Hoch oben beim Kopf des Bärenhüters steht 39 Boo. Das Sternpaar war schon bei 208x deutlich getrennt mit viel "Zwischenraum". Die beiden Sterne haben einen deutlich merkbaren Helligkeitsunterschied von etwa 1/2 Grössenklasse und sind weiss; ich finde es ist ein hübsches Paar! Den Positionswinkel schätzte ich auf 40 Grad. Im Washington Double Star Catalog (WDS) sieht man dass sich die beiden Sterne seit den ersten Messungen 1783 deutlich bewegt haben, es sich also um einen physischen Doppelstern handeln dürfte.
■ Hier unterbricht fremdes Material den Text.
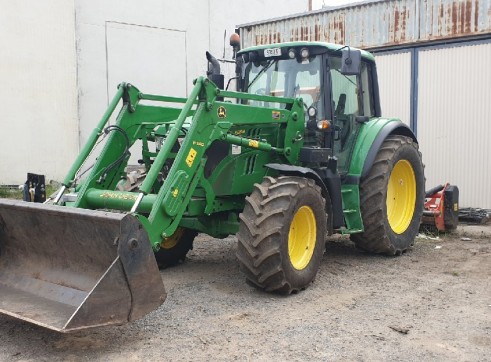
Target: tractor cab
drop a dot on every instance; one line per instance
(335, 83)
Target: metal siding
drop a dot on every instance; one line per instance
(453, 120)
(394, 76)
(377, 24)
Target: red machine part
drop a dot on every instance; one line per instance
(434, 212)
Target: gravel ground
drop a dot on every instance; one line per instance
(431, 304)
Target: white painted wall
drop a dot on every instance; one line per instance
(394, 78)
(61, 60)
(157, 45)
(38, 96)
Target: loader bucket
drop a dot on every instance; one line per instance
(69, 269)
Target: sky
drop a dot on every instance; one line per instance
(317, 4)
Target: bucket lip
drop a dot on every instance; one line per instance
(50, 327)
(20, 204)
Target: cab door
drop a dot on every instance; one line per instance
(351, 99)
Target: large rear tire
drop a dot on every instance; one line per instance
(173, 250)
(392, 198)
(281, 234)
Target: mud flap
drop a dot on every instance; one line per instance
(69, 269)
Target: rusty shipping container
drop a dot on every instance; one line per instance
(375, 24)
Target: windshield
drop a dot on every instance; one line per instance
(285, 78)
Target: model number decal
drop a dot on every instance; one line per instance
(191, 156)
(253, 143)
(273, 52)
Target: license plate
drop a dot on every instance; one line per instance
(273, 52)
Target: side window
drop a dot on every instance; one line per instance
(344, 91)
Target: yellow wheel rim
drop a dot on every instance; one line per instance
(401, 196)
(171, 241)
(302, 237)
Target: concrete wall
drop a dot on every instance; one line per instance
(156, 45)
(61, 61)
(38, 96)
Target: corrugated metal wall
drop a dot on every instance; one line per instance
(377, 23)
(444, 91)
(454, 126)
(395, 97)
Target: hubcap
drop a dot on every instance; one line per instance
(302, 237)
(401, 196)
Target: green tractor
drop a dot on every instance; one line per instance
(299, 151)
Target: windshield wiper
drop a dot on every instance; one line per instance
(271, 61)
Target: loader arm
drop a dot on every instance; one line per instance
(206, 118)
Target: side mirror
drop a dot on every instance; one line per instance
(350, 61)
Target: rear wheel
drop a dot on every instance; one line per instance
(173, 250)
(392, 198)
(281, 234)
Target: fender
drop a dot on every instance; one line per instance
(289, 170)
(371, 136)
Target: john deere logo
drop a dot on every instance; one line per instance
(222, 112)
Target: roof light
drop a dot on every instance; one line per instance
(323, 125)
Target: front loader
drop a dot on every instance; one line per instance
(298, 152)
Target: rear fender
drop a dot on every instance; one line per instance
(371, 136)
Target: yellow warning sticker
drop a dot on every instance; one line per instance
(191, 157)
(253, 143)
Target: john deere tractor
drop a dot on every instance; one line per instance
(299, 151)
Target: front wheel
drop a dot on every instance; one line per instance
(281, 234)
(392, 198)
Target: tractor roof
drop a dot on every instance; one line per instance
(329, 46)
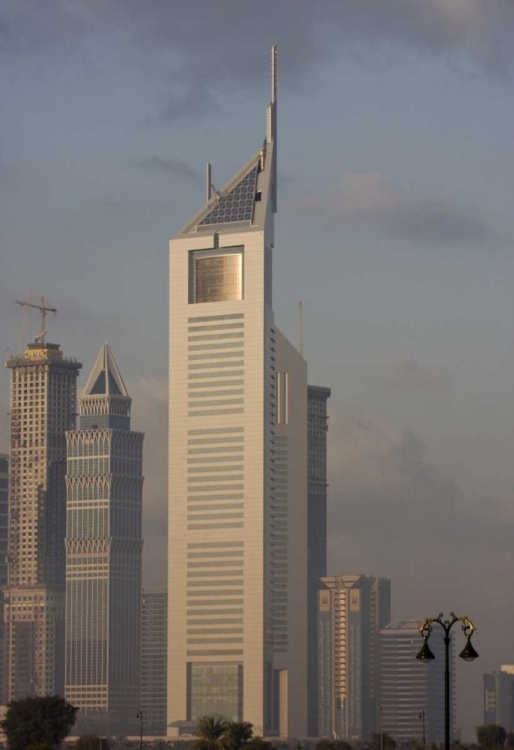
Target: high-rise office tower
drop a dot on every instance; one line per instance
(412, 692)
(317, 426)
(154, 632)
(103, 554)
(499, 697)
(237, 609)
(352, 610)
(4, 505)
(43, 406)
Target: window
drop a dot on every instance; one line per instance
(216, 275)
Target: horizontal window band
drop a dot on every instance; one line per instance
(207, 526)
(197, 376)
(215, 498)
(213, 355)
(217, 506)
(214, 545)
(208, 641)
(205, 464)
(219, 564)
(231, 608)
(222, 381)
(238, 554)
(218, 478)
(218, 337)
(218, 402)
(217, 431)
(215, 621)
(216, 412)
(217, 652)
(220, 592)
(226, 441)
(229, 630)
(227, 316)
(214, 365)
(204, 347)
(215, 515)
(215, 394)
(214, 449)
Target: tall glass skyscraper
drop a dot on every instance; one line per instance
(237, 578)
(43, 407)
(103, 554)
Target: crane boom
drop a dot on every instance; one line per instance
(43, 309)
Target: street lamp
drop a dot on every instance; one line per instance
(468, 653)
(422, 717)
(139, 716)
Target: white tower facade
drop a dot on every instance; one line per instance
(237, 467)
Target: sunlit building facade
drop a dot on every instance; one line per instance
(352, 611)
(42, 408)
(237, 569)
(103, 555)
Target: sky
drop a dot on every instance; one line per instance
(394, 229)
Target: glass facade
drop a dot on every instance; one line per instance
(216, 275)
(215, 689)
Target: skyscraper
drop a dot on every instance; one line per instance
(237, 609)
(43, 405)
(154, 632)
(352, 610)
(317, 427)
(412, 692)
(499, 697)
(4, 506)
(103, 554)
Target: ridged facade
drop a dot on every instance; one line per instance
(237, 552)
(43, 407)
(103, 555)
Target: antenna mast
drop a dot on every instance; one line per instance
(300, 326)
(43, 309)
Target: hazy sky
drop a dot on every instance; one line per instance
(395, 228)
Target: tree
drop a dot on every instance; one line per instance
(237, 734)
(38, 720)
(91, 742)
(382, 741)
(210, 731)
(258, 743)
(490, 736)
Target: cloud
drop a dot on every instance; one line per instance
(394, 513)
(401, 212)
(199, 47)
(410, 376)
(171, 167)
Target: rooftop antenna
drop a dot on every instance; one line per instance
(271, 125)
(208, 178)
(300, 326)
(43, 309)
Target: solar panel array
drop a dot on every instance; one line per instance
(236, 205)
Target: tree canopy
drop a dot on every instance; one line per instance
(38, 721)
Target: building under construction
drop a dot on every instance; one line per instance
(42, 407)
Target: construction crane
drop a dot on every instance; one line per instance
(43, 309)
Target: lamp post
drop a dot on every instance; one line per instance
(139, 716)
(468, 653)
(422, 717)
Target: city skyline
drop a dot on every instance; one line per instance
(418, 351)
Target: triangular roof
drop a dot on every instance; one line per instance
(105, 378)
(251, 193)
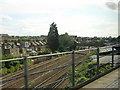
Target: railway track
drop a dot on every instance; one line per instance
(43, 78)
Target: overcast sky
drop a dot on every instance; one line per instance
(76, 17)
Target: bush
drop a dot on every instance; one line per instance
(11, 69)
(46, 51)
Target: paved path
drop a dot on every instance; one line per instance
(108, 81)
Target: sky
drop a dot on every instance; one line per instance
(85, 18)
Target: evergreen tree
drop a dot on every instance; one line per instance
(53, 37)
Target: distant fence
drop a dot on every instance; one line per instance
(26, 74)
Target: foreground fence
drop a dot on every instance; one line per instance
(73, 65)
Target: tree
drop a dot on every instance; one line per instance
(66, 42)
(53, 37)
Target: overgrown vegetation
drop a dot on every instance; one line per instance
(12, 66)
(83, 72)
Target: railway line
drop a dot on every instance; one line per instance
(42, 78)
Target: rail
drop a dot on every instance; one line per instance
(26, 74)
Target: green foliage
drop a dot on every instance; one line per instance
(46, 51)
(82, 76)
(11, 69)
(53, 37)
(12, 66)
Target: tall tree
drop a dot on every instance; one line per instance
(67, 43)
(53, 37)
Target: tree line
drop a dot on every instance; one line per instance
(58, 42)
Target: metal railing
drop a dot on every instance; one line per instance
(26, 74)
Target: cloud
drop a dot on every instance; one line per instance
(112, 5)
(5, 17)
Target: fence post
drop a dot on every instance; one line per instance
(97, 60)
(112, 57)
(25, 72)
(73, 69)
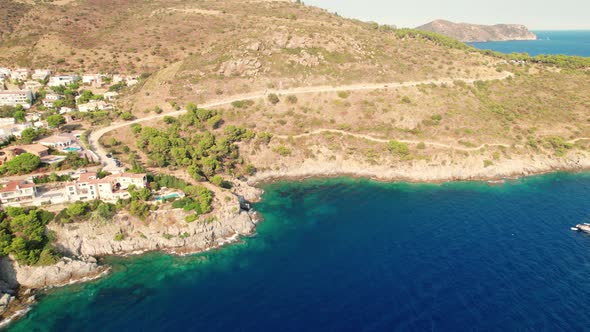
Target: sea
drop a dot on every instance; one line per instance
(358, 255)
(549, 42)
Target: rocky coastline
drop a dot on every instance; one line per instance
(166, 230)
(467, 169)
(83, 244)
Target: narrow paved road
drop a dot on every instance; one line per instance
(109, 164)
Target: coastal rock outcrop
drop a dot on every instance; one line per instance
(66, 271)
(466, 32)
(163, 230)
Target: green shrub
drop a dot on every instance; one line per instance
(127, 116)
(273, 99)
(343, 94)
(292, 99)
(399, 148)
(282, 150)
(242, 103)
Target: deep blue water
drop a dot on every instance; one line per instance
(356, 255)
(550, 42)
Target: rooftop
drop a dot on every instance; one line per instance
(15, 185)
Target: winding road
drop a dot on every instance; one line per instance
(109, 164)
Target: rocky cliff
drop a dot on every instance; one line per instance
(163, 230)
(479, 33)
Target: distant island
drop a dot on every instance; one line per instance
(466, 32)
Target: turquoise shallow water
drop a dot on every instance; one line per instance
(550, 42)
(356, 255)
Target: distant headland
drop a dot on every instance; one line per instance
(466, 32)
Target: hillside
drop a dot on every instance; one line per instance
(342, 89)
(466, 32)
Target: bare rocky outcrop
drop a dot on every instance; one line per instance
(163, 230)
(66, 271)
(243, 67)
(439, 169)
(479, 33)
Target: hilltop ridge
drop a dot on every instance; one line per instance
(466, 32)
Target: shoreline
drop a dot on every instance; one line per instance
(272, 177)
(258, 182)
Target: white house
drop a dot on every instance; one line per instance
(111, 95)
(55, 141)
(41, 74)
(17, 191)
(16, 97)
(94, 79)
(20, 74)
(50, 99)
(110, 188)
(33, 85)
(117, 79)
(62, 80)
(65, 110)
(95, 106)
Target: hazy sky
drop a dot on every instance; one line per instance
(535, 14)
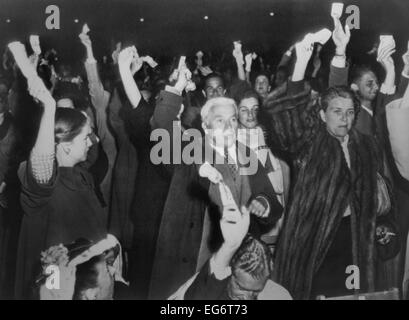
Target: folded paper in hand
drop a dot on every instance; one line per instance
(149, 60)
(322, 36)
(337, 9)
(226, 196)
(386, 41)
(35, 44)
(85, 29)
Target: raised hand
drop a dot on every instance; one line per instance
(257, 208)
(38, 91)
(340, 37)
(304, 49)
(85, 40)
(405, 59)
(127, 56)
(237, 53)
(116, 52)
(234, 225)
(184, 77)
(385, 58)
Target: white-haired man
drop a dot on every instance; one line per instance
(187, 235)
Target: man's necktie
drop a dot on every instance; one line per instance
(232, 166)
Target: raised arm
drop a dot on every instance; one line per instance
(385, 59)
(292, 120)
(338, 70)
(404, 79)
(238, 56)
(42, 155)
(99, 97)
(126, 58)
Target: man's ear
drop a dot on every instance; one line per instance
(354, 87)
(90, 294)
(205, 129)
(323, 116)
(64, 147)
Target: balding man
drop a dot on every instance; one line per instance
(193, 202)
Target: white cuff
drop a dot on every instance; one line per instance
(173, 90)
(339, 62)
(387, 90)
(219, 273)
(90, 61)
(268, 204)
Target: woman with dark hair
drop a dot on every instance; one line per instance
(251, 134)
(339, 214)
(57, 197)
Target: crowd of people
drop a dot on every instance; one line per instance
(300, 172)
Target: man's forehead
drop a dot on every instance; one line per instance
(214, 82)
(262, 78)
(369, 76)
(223, 109)
(340, 102)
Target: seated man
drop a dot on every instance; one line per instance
(239, 270)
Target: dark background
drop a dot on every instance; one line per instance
(177, 26)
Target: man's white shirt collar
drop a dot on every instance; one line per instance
(367, 110)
Allerdings ist die Umlaufzeit offenbar sehr lange, wahrscheinlich mehr als 1000 Jahre.
Der WDS hat folgende Messungen:
JahrDistanzPositionswinkel
17834,0"52°
20042,7"46°

44 Bootis = STF1909 = WDS 15038+4739.
Nicht weit östlich von 39 Boo steht 44 Boo. Diesen Doppelstern habe ich schon mit der Webcam vermessen: siehe Beobachtungsbericht vom 27.Mai 2005. Heute schaute ich wieder kurz dort vorbei: bei 208x war er auch gut trennbar mit Zwischenraum, aber deutlich etwas enger als 39 Boo, nur etwa 3/4 der Distanz (nach der Ephemeride 2,0 Bogensekunden). Das Paar hat einen deutlichen Helligkeitsunterschied von einer Grössenklasse und auch die Farben der beiden Sterne sind nicht gleich: den Hauptstern sah ich als etwas gelblich und den Begleiter als noch deutlicher gelblich. Der WDS enthält für die beiden Sterne die Spektraltypen F7 V und K4 V -- also ist der Hauptstern wirklich etwas weisser als die Sonne und der Begleiter etwas gelber.
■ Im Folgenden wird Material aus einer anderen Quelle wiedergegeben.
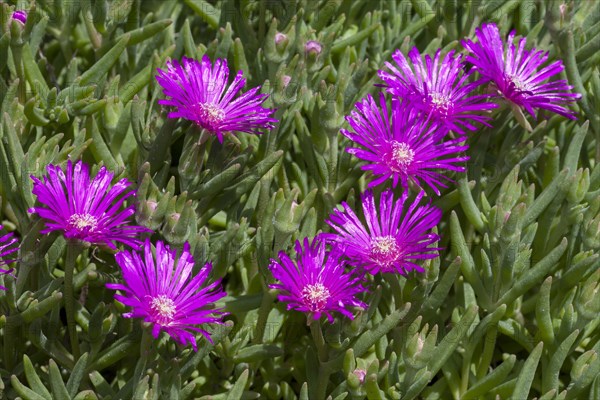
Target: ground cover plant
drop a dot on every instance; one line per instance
(279, 199)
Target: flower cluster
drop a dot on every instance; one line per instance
(414, 136)
(416, 142)
(165, 293)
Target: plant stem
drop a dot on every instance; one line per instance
(73, 251)
(315, 329)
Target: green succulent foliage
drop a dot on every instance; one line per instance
(509, 310)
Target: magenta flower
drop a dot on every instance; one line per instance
(7, 247)
(316, 283)
(199, 93)
(86, 209)
(167, 294)
(440, 90)
(515, 75)
(20, 15)
(405, 148)
(392, 242)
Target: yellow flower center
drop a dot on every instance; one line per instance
(163, 308)
(315, 296)
(401, 156)
(211, 115)
(83, 222)
(384, 251)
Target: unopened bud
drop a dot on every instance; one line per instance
(313, 48)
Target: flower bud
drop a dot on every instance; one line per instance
(20, 15)
(281, 42)
(313, 48)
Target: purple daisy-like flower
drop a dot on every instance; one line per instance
(86, 209)
(316, 283)
(514, 72)
(406, 147)
(199, 93)
(7, 247)
(390, 242)
(439, 89)
(20, 15)
(166, 293)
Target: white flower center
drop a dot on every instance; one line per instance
(315, 296)
(83, 222)
(440, 103)
(211, 115)
(163, 308)
(519, 85)
(384, 251)
(401, 156)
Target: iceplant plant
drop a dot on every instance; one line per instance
(199, 91)
(519, 75)
(401, 144)
(8, 246)
(163, 290)
(87, 211)
(317, 284)
(439, 88)
(394, 239)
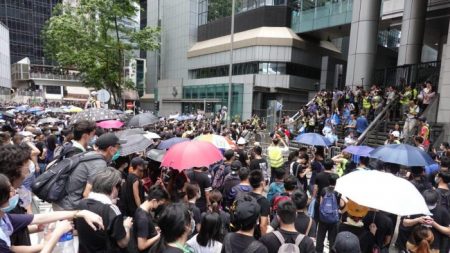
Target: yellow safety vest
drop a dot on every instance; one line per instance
(275, 156)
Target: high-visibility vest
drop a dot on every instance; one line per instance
(275, 155)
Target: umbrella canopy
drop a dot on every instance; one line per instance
(358, 150)
(151, 135)
(156, 154)
(382, 191)
(74, 109)
(191, 154)
(402, 154)
(135, 143)
(142, 120)
(127, 132)
(94, 114)
(110, 124)
(166, 144)
(48, 121)
(217, 140)
(313, 139)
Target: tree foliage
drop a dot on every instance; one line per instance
(93, 38)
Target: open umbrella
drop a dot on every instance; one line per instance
(402, 154)
(47, 121)
(382, 191)
(127, 132)
(135, 143)
(156, 154)
(191, 154)
(94, 114)
(358, 150)
(313, 139)
(110, 124)
(166, 144)
(143, 119)
(217, 140)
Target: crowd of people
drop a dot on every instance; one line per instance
(254, 200)
(353, 109)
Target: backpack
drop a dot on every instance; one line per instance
(289, 247)
(329, 209)
(218, 176)
(444, 199)
(251, 248)
(51, 185)
(278, 199)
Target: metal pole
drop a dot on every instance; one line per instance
(230, 70)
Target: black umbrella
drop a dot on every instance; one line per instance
(127, 132)
(142, 120)
(94, 114)
(135, 143)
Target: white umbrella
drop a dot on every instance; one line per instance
(382, 191)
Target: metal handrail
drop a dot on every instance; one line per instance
(374, 124)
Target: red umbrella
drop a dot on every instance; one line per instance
(110, 124)
(191, 154)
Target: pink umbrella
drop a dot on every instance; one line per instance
(191, 154)
(110, 124)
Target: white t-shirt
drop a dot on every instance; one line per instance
(216, 247)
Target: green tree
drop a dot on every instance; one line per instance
(92, 38)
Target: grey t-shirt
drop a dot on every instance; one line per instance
(84, 173)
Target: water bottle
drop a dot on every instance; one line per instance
(65, 244)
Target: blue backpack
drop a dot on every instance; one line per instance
(329, 209)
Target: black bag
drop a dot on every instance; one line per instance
(51, 185)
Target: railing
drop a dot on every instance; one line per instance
(427, 71)
(376, 122)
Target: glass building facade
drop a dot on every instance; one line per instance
(217, 92)
(25, 20)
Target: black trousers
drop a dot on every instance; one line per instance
(322, 230)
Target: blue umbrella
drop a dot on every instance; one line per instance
(313, 139)
(166, 144)
(358, 150)
(402, 154)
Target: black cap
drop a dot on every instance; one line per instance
(108, 140)
(346, 242)
(137, 161)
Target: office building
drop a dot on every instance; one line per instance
(5, 66)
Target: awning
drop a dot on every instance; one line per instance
(77, 90)
(263, 36)
(130, 95)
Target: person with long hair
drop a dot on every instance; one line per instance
(175, 224)
(421, 239)
(210, 234)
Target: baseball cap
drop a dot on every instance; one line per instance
(346, 242)
(356, 210)
(396, 134)
(108, 140)
(138, 161)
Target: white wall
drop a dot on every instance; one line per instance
(5, 60)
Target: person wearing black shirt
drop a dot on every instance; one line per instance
(303, 223)
(439, 222)
(175, 224)
(354, 225)
(199, 177)
(132, 191)
(245, 218)
(144, 229)
(286, 213)
(257, 182)
(116, 235)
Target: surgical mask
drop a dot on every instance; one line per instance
(116, 155)
(12, 203)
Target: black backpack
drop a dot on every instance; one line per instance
(51, 185)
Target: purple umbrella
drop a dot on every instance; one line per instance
(358, 150)
(166, 144)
Es ist interessant dass bei vergleichbarem Winkelabstand 39 Boo eine sehr langsame Bewegung zeigt und bei 44 Boo schon ein guter Teil der Bahn beobachtet werden konnte, da die Umlaufzeit der beiden Sterne viel kürzer ist. 39 Boo muss also viel weiter entfernt sein damit bei annähernd gleicher Winkeldistanz des Doppelsterns die beiden Sterne im linearen Massstab in Kilometer weiter auseinander stehen und daher die Umlaufzeit viel länger ist. Die in Simbad abrufbaren Entfernungsmessungen bestätigen das: 39 Boo ist 230 Lichtjahre von uns entfernt und 44 Boo nur 42 Lichtjahre. Eine Winkeldistanz von 2,0 Bogensekunden entspricht daher bei 39 Boo eine Distanz der beiden Sterne von etwa 140 Astronomischen Einheiten (AE) -- deutlich mehr als der Durchmesser des Sonnensystems. Bei 44 Boo ist die projizierte lineare Distanz nur etwa 25 AE -- also etwas mehr als die Entfernung Sonne-Uranus.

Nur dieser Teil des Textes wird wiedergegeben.